WEST SUSSEX – 26 October 2020: Temperatures in late September across South East England were warmer than all recent years, helping Nyetimber’s grapes to reach optimum ripeness earlier. Across Europe, September’s average temperatures were around 0.2 degrees celsius warmer than the previous warmest September on record in 2018. As a result of the good weather, this year saw the second earliest start date for Nyetimber’s harvest after 2018.
Overall growing conditions this year generally favoured Pinot Noir, but harvest also saw some excellent parcels of Chardonnay. Along with Pinot Meunier, these are the three celebrated grape varieties exclusively grown by Nyetimber, England’s pre-eminent sparkling wine producer.

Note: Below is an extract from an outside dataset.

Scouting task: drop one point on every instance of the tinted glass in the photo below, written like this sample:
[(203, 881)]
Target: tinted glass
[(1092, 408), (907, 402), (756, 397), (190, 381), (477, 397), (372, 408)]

Besides overcoming the challenges of ensuring an appropriately socially distanced harvest by 300 hand pickers, Nyetimber also had to contend with a late spring frost in May which caused mixed ripeness in certain blocks of grapes. Careful selection by the skilled pickers allowed only the best bunches to be selected for pressing. Quality over quantity is of paramount importance for all Nyetimber wines.
It took 13 days to harvest a record 260 hectares (640 acres) of Nyetimber estate-owned vineyards in West Sussex, Hampshire and Kent. This represents the largest area of harvested vines of any English Sparkling Wine producer and is expected to yield one million bottles.
“Whilst 2020 has certainly had its challenges, we were really pleased with the results of our first socially-distanced harvest, yielding grapes with very good ripeness, nice sugar levels and balanced acidity,” said Cherie Spriggs, Head Winemaker at Nyetimber. “The average temperature in late September was warmer than all recent vintages, which allowed the grapes to reach their optimum ripeness earlier. This bodes well for what should be a great vintage.”
Nyetimber, and the English Sparkling Wine industry in general, continues to be a UK success story. Despite the challenges faced by Covid, the British consumer continues to be discerning about quality and willing to invest in great wines, including Nyetimber, for enjoyment at home. Total production of English Sparking Wine increased from 5.9 million bottles in 2017 to 10.5 million bottles in 2019. In terms of sales, 5.5 million bottles were sold in 2019, an increase of 70% over the prior year – and international sales accounted for 10% of this. The total area under vine in the UK now stands at 3,579 hectares, up 83% since 2015. Nyetimber expects to sell two million bottles a year by 2030.